How it all starts

You sit with a friend in the pub and after the third beer, you have already discussed all topics such as recent hassles with your wife, gossips or perhaps a difficult exam that awaits you at the end of the semester. You watch each other when suddenly your friend says:

“Hey dude, did you hear about the Bitcoin already, they say that he’ll replace cash once and the banks won’t have anything to eat”

“I did, but I think it will be prohibited soon” you answer incredulously because so far the stuff you read about it was some fake news on the internet, but you are trying to look informed.

“I bought a little few months ago and I already doubled the investment.” You watch him in disbelief because until now you thought only a talented mathematician could make money trading.

Life goes on, you go to job, but Bitcoin is still in your head. So you start to regularly monitor its price and you see how it grows every day by 5% and you blame yourself as you should have listened to your friend’s recommendation.

Next few weeks you count how many dollars you have not earned yet and FOMO is not far away. The market continues to grow, Bitcoin is rising and even your hairdresser starts recommending you buying Bitcoin.

It’s not long before you send money to Coinmate and buy your first Bitcoins. Right after the weekend, you look at the portfolio’s status and you are 20% up, how easy it is! So you buy much more and you think you will never have to work again.

However, the following month a dump is finally here and you are in a slight loss. You do not care, because you are planning to sell Bitcoin at $ 50,000. But Bitcoin is falling and you are in 60% loss within 4 months. It has been too long and you choose to withdraw the money and you tell yourself that its time to invest in something else that has real value.

Is this story familiar to you? This development occurs to most beginners who invested in cryptocurrencies. Today, we’ll give you a few tips on how to avoid this scenario.

Trader vs. Investor

Before you make your first buy you need to know your why. If you have entered the market because you want to make quick money, you need to know something about market dynamics and at that moment you are not an investor but a trader. If you believe that cryptocurrencies will have a positive impact on the economy and will serve mankind in the way they were designed, you invest. This decision greatly influences our view of the current price. Where a trader closes a loss, the investor sees the opportunity for a cheaper investment. In practice, these two groups follow completely different indicators that the market offers. While traders carefully monitor the overbought RSI regions or trend lines of individual currencies, investors follow the teams working on the project and implementing their system into everyday life.
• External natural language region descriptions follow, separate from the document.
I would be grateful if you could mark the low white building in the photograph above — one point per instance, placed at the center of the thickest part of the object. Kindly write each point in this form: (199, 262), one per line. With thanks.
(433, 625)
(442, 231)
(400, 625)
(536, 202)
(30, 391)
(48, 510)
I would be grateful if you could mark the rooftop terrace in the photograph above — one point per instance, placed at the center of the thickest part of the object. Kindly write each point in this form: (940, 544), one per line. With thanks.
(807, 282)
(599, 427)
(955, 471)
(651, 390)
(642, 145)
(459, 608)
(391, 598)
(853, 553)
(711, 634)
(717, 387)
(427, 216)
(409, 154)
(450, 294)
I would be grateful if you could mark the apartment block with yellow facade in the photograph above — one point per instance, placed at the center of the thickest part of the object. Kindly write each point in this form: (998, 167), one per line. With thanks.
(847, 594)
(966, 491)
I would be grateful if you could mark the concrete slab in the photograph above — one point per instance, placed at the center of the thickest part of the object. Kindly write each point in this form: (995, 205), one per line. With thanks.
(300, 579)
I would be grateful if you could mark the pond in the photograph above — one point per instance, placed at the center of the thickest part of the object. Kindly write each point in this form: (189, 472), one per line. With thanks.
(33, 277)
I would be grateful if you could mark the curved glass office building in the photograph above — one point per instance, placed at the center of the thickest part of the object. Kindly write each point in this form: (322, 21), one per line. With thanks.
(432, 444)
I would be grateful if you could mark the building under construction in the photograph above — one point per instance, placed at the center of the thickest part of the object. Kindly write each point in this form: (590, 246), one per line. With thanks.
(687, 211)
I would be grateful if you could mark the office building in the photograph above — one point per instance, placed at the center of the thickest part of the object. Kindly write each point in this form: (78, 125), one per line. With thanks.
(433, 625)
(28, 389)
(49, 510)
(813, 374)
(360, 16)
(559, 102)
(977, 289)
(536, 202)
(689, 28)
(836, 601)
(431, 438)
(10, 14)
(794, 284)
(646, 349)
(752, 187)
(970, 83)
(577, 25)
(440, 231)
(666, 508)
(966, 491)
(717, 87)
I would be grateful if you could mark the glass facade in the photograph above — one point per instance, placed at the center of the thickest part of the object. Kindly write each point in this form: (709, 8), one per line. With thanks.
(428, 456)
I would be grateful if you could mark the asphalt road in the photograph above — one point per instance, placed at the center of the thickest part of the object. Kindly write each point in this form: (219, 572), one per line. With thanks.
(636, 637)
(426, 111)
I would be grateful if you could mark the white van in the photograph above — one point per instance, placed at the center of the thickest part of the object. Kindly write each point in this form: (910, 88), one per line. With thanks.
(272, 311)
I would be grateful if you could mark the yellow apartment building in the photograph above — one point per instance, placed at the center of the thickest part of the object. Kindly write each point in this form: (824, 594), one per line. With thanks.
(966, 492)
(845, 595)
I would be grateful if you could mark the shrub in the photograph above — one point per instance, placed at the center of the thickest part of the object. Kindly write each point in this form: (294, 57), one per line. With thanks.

Investing is a long distance run

Cryptocurrencies won’t change the world in one day, so why would you do your investment today? It is recommended to divide the money into several parts. If you initially have the capital you want to invest in cryptocurrencies, divide it into 8 parts and invest only one eighth each month. If you don’t have the money at the beginning and decided to invest in crypto, determine the amount from your salary you invest each month in cryptocurrency and follow this procedure for whatever the price is. You will see that in ten years you will have a much better appreciation than some retirement savings.

If you divide your investment into multiple parts, you are most likely to buy Bitcoin at its real price it has in that period. Smaller sections can be affected by manipulation.

The next step is to determine the price at which you are planning to sell the desired fraction of your investment. This could be a price level ($ 50,000) or % capital appreciation. A popular practice is selling some fraction after an exponential growth and then buying it after the market dumps and starts to range. Each market has several stages and those should be recognizable easily even for the absolute beginner. (More about the market phases in the next article)

The main rule is: Never borrow money to invest in cryptocurrencies!

Each market goes through the phases of Accumulation, FOMO, Distribution, FEAR. For a long-term investor, it is best to invest in the accumulation phase, when no one trusts the asset and sells his positions undervalued.

Stable portfolio

Now, when you know how to time your entries, we’ll talk more about the base pillars of the portfolio.

It is recommended to build your investment in a way that it can withstand the great fluctuations of the market and you can sleep peacefully. If the portfolio is built correctly, a temporary down of one project should not significantly affect the rest of the investment, because the other currencies cover the losses.

The cryptocurrency market is still very young, and all projects are depending on the first currency that was created, Bitcoin. Bitcoin determines what is the overall mood in the market. If Bitcoin is falling for a long period of time, there will be very few currencies that will go against this trend. Therefore, it should cover at least 50% of your portfolio, because, without it, other currencies would hardly survive, despite the fact that they may have a much larger technological impact for mankind in the future.

These alternative currencies need to be considered as startups, and many of them won’t survive in the market, just as we are used to in standard business. We will allocate the money here accordingly to in what we believe the most with considering the currency marketcap. The larger the currency marketcap, the more stable should be its price development.

Warning: The information in this article is for reference only and is not an investment recommendation. Trading cryptocurrencies, options, derivatives, and other products are risky and may result in the loss of your entire capital.